Winston Salem, N.C. – New research accepted by the Journal of Molecular Recognition confirms that a revolutionary technology developed at Wake Forest University will slash years off the time it takes to develop drugs – bringing vital new treatments to patients much more quickly.
Lab-on-Bead uses tiny beads studded with "pins" that match a drug to a disease marker in a single step, so researchers can test an infinite number of possibilities for treatments all at once. When Lab-on-Bead makes a match, it has found a viable treatment for a specific disease – speeding up drug discovery by as much as 10,000 times and cutting out years of testing and re-testing in the laboratory.
"It helps the most interesting new drugs work together to stick their heads up above the crowd," said Jed C. Macosko, Ph.D., an associate professor of Physics at Wake Forest and primary inventor of the Lab-on-Bead technology.
Lab-on-Bead screens millions of chemicals simultaneously using plastic beads so small that 1,000 of them would fit across a human hair. Pharmaceutical companies would use the technology to identify treatments and diagnostics for conditions ranging from cancer to Alzheimer's.

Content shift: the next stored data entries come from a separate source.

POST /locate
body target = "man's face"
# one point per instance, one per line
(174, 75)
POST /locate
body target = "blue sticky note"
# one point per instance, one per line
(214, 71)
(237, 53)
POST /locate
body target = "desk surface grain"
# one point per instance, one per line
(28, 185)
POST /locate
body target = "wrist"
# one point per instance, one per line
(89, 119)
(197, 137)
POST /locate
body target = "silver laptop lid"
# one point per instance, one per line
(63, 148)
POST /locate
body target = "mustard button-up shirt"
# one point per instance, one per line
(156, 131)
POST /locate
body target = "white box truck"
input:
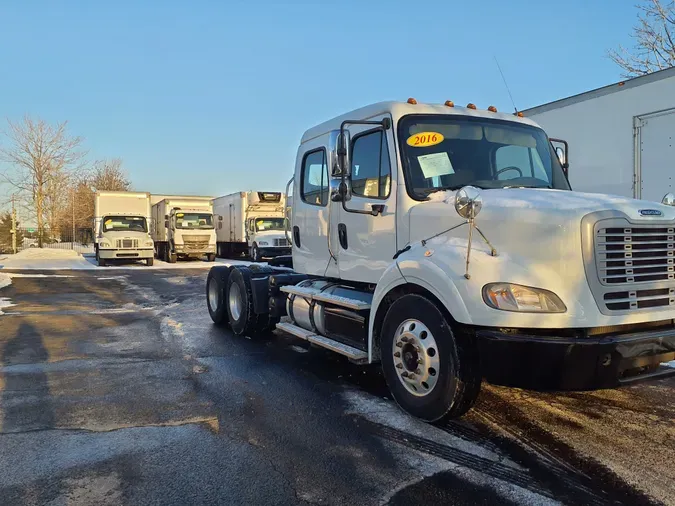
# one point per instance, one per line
(121, 221)
(445, 243)
(183, 228)
(621, 137)
(251, 223)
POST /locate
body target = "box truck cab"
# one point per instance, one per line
(121, 227)
(252, 223)
(184, 228)
(445, 242)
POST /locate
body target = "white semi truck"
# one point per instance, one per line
(446, 243)
(183, 228)
(121, 227)
(251, 223)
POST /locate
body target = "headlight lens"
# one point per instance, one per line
(525, 299)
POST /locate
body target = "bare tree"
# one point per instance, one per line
(654, 40)
(42, 157)
(109, 175)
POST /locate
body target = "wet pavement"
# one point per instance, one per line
(115, 388)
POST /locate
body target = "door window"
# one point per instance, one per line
(371, 171)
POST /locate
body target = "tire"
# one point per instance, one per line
(255, 253)
(449, 386)
(216, 283)
(239, 302)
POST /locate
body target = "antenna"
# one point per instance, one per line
(507, 86)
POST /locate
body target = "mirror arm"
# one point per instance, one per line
(342, 152)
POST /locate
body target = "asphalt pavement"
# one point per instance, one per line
(115, 388)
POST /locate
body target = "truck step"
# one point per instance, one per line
(314, 294)
(354, 354)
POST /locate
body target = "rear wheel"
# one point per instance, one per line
(243, 319)
(216, 283)
(432, 374)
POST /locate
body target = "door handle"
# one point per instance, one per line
(296, 235)
(342, 235)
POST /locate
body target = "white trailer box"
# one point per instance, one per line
(121, 227)
(183, 228)
(251, 223)
(621, 137)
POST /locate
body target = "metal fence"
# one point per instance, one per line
(82, 242)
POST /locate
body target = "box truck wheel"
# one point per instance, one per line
(243, 319)
(431, 373)
(216, 284)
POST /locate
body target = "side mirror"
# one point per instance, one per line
(562, 152)
(343, 151)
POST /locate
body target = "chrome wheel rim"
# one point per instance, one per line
(235, 302)
(416, 358)
(213, 296)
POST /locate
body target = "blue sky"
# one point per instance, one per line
(210, 97)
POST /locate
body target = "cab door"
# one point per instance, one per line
(311, 208)
(367, 243)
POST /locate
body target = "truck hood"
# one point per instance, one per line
(517, 213)
(543, 238)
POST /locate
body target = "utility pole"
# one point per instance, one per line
(13, 231)
(73, 237)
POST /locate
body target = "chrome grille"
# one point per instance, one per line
(635, 265)
(127, 243)
(635, 255)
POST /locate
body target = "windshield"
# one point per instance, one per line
(125, 223)
(194, 220)
(448, 152)
(262, 224)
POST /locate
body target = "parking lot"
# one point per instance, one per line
(115, 388)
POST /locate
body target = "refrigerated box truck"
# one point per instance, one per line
(621, 137)
(251, 223)
(121, 227)
(183, 228)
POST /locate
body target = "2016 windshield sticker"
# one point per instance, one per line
(424, 139)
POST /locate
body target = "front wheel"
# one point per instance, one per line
(431, 373)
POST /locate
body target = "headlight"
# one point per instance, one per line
(525, 299)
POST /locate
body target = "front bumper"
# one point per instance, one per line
(126, 254)
(568, 363)
(272, 252)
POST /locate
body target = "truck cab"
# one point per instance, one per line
(446, 243)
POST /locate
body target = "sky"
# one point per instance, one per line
(210, 97)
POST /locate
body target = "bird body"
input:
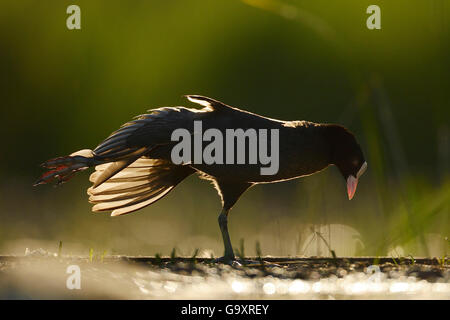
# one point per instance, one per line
(135, 166)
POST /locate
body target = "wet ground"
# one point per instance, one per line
(45, 276)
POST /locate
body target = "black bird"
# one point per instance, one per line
(134, 167)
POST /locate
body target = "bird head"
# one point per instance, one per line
(347, 156)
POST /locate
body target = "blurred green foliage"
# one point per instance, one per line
(64, 90)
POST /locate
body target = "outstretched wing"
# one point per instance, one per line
(209, 103)
(136, 138)
(138, 185)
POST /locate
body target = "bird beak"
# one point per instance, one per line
(352, 182)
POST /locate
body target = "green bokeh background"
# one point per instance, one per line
(63, 90)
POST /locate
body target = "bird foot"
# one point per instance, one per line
(238, 262)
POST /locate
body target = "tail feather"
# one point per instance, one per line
(63, 168)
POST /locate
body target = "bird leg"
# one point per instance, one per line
(223, 224)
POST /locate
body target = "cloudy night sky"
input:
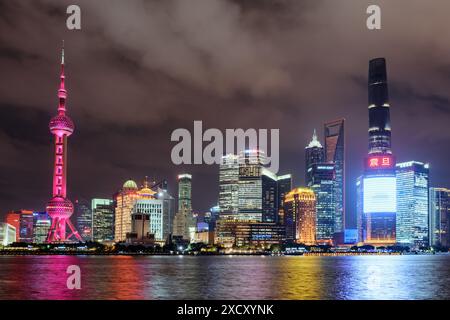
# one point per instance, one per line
(140, 69)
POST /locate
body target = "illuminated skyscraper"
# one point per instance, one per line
(7, 234)
(314, 153)
(228, 186)
(250, 190)
(184, 222)
(439, 213)
(60, 208)
(412, 204)
(168, 210)
(124, 200)
(284, 186)
(377, 189)
(335, 153)
(23, 221)
(42, 224)
(147, 219)
(323, 184)
(84, 219)
(13, 219)
(300, 216)
(103, 220)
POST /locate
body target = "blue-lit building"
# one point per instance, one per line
(439, 217)
(412, 223)
(351, 236)
(42, 223)
(322, 182)
(103, 220)
(83, 216)
(377, 187)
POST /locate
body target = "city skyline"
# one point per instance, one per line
(132, 162)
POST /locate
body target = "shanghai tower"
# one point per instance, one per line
(376, 188)
(60, 208)
(379, 119)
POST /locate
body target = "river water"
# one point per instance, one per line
(228, 277)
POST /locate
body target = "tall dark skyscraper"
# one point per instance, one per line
(335, 153)
(377, 189)
(379, 119)
(284, 187)
(314, 154)
(84, 220)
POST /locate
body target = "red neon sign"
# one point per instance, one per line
(380, 162)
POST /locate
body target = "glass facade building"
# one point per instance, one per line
(184, 221)
(335, 153)
(103, 220)
(323, 184)
(7, 234)
(84, 220)
(147, 219)
(229, 185)
(377, 188)
(412, 204)
(300, 216)
(314, 153)
(42, 224)
(439, 217)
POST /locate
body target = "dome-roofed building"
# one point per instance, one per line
(146, 192)
(130, 185)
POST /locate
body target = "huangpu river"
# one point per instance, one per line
(228, 277)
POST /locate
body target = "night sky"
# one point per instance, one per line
(140, 69)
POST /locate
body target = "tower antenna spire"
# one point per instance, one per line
(60, 208)
(62, 54)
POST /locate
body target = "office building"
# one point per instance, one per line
(314, 154)
(284, 186)
(103, 220)
(300, 216)
(124, 202)
(439, 215)
(184, 221)
(228, 185)
(169, 209)
(60, 208)
(412, 204)
(335, 153)
(84, 221)
(7, 234)
(23, 221)
(13, 219)
(377, 188)
(322, 182)
(42, 224)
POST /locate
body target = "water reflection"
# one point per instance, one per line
(237, 277)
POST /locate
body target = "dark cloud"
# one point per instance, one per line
(140, 69)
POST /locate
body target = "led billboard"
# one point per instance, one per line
(380, 194)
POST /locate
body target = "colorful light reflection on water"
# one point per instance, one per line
(238, 277)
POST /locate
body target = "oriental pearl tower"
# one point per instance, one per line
(59, 208)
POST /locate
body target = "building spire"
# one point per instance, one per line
(62, 54)
(62, 93)
(315, 141)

One of the targets the research team has focused on is a breast cancer cell called HER2.
"We want to find a molecule that detects that cancer cell," Guthold said. "In that circumstance, you could use Lab-on-Bead as a diagnostic tool."
The North Carolina Biotechnology Center, a private, nonprofit corporation funded by the N.C. General Assembly, provided $75,000 in funding for the project. Harvard University in Boston and Université de Strasbourg in Strasbourg, France, are providing the chemicals being screened in the Lab-on-Bead process.
"There are an infinite number of possibilities for combining carbon, nitrogen, hydrogen and other elements into different shapes that interact differently in the cells," Macosko said. "Those shapes could block cancer – they could block all kinds of things.
"If there's some cure to a disease or way to diagnose it, we're going to find it faster." ###
The Journal of Molecular Recognition is the peer-reviewed publication of the International Society of Molecular Recognition. The Lab-on-Bead study will be in the September/October issue; it appears online in advance of publication. Co-authors of the study include Natalie R. Gassman, J. Patrick Nelli, Samrat Dutta, Adam Kuhn and Keith Bonin, all of Wake Forest; and Zbigniew Pianowski and Nicolas Winssinger, of Université de Strasbourg.